British street artist Banksy’s feature-length prank Exit Through The Gift Shop does just that, and ingeniously. The film begins as the product of French doofus Thierry Guetta, who evidently never got the memo about clinical distance in documentary filmmaking, as the first half tracks Guetta’s tireless efforts to insinuate himself into street art’s inner circle. Guetta shamelessly posits himself as one of the guys, happily joining colorful vandals such as Space Invader and Shepard Fairey on their mischievous tagging outings. All of this footage was shot by Guetta himself, who’s shown to chronically videotape every moment of his waking life, filling plastic tubs with crudely labeled tapes.

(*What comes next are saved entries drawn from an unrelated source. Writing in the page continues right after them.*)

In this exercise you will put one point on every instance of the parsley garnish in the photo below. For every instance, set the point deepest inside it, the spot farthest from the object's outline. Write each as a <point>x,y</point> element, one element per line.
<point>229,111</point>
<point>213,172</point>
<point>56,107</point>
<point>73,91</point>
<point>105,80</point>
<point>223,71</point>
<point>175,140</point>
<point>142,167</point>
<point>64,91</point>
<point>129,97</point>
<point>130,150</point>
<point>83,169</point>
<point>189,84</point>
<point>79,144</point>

Guetta’s dream is to get footage of the notoriously reclusive Banksy, which he does. But halfway through, the film does a 180 and Banksy begins pulling the strings with Guetta as the film’s subject. Exit Through The Gift Shop contains multitudes — it’s an anthropological snapshot of an engrossing cultural movement; a razor-sharp lampooning of art-world pretension; a bifurcated character study of two odd little men; but perhaps most curiously, an interrogation of the act of documentary filmmaking.

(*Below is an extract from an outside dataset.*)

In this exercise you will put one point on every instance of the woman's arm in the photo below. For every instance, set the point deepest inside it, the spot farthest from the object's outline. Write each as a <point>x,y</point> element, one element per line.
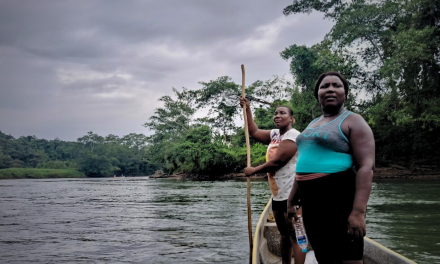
<point>362,143</point>
<point>286,150</point>
<point>260,135</point>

While reputable documentarians wring their hands over their film’s authoritative purity, smart-alecks are dumping the question in the trash and rolling around in the mud, right alongside their subjects. Greaves, Banksy and countless others understand that it’s of no use to hastily hiss that classic instruction, “Just pretend we’re not here.” A documentary still falls victim to the million tiny breaks from reality intrinsically linked to the film form. It’s awful decent of Steve James to confess his affinity for Roger Ebert in Life Itself, but honestly, it’s a little redundant. The man’s respect and admiration for the larger-than-life critic are made crystal clear from the first frame.
One thought on “Documentarians and Their Subjects”
An honest and well-supported reminder that the space between representative narratives and narratives of re-presentation not only subsumes most conversations about the (de)valued verisimilitude of documentaries and their subjects, but should also–and more difficulty–be considered an area in which perceived binaries instead gives rise to a host of relationships between variable terms.